Red Hat announced on May 12 significant updates to its Red Hat AI portfolio, introducing new capabilities aimed at simplifying the development and deployment of agentic workflows for organizations looking to scale artificial intelligence across their infrastructure.
The company said these advancements are intended to help bridge the gap between experimental AI projects and production-grade operational control. By providing a unified platform, Red Hat aims to support both builders and operators with tools that maintain security, efficiency, and governance for modern enterprise needs.
Central to the announcement is Red Hat AI 3.4, which includes Model-as-a-Service (MaaS) for streamlined model access and tracking, as well as AgentOps tools designed for managing agents from development through production. The release also features prompt management and an evaluation hub powered by MLflow technology for experiment tracking and artifact management in both generative and predictive AI scenarios. Additional safety measures include automated testing using technology from Chatterbox Labs and the Garak project.
Joe Fernandes, vice president and general manager of the AI Business Unit at Red Hat, said: “The agentic era represents an evolution of our platform from running traditional applications to powering intelligent, autonomous systems. We are defining the open standard for how the enterprise executes AI. By providing a hardened, metal-to-agent foundation for AI inference, MaaS and AgentOps, Red Hat provides the operational assurance organizations need to innovate at scale while maintaining rigorous control.”

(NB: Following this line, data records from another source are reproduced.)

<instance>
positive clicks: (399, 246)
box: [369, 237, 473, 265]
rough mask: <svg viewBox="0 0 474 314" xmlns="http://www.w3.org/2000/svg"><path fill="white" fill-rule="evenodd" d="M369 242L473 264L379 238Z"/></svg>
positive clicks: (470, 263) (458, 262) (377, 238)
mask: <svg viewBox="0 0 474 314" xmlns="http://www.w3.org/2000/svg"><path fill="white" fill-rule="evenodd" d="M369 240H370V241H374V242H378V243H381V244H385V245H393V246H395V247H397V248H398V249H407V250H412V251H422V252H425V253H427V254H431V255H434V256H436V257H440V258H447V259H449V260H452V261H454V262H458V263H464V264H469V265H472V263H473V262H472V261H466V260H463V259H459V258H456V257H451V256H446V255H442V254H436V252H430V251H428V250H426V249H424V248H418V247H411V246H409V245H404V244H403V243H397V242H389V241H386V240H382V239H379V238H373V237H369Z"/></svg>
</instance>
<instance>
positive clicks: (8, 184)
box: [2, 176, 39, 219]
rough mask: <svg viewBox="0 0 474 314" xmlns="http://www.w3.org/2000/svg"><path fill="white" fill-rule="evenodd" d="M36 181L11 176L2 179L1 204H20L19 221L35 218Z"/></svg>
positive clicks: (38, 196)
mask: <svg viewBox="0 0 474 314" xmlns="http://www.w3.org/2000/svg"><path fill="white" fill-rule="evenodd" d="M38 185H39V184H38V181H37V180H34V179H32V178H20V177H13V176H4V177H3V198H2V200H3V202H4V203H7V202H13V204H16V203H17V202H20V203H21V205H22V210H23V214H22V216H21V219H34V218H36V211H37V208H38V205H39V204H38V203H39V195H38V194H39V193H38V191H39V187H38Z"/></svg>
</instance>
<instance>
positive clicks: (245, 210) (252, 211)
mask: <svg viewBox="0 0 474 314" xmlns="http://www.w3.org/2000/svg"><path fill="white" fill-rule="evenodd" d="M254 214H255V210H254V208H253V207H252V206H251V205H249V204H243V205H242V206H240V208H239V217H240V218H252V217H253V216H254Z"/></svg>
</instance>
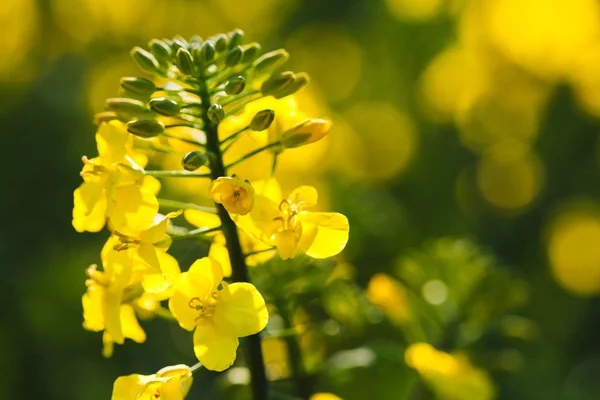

Other industry partners commented on their collaborations with Red Hat during this launch. Urvashi Chowdhary of CoreWeave said: “CoreWeave’s collaboration with Red Hat is grounded in a shared commitment to openness and delivering a high-performance inference foundation that allows enterprises to scale their most complex AI workloads.” John Fanelli of NVIDIA added: “Autonomous, long running agents in the enterprise demand a new level of infrastructure control and security to ensure trustworthy operations at scale…Red Hat AI Factory with NVIDIA provides a unified, open source-driven foundation that gives developers and operators the governance and confidence necessary for the agentic future.”
According to details provided by Red Hat during its Summit event in Atlanta, new features include advanced distributed inference capabilities supporting multiple Kubernetes services such as CoreWeave and Azure; identity-based governance using cryptographic identity management; multi-layered safety via adversarial scanning; production-ready observability through MLflow integration; hardware flexibility including support for NVIDIA Blackwell GPUs; automated experiences like AutoRAG; as well as availability on managed clouds including IBM Cloud.
Red Hat stated that version 3.4 will be available later this month.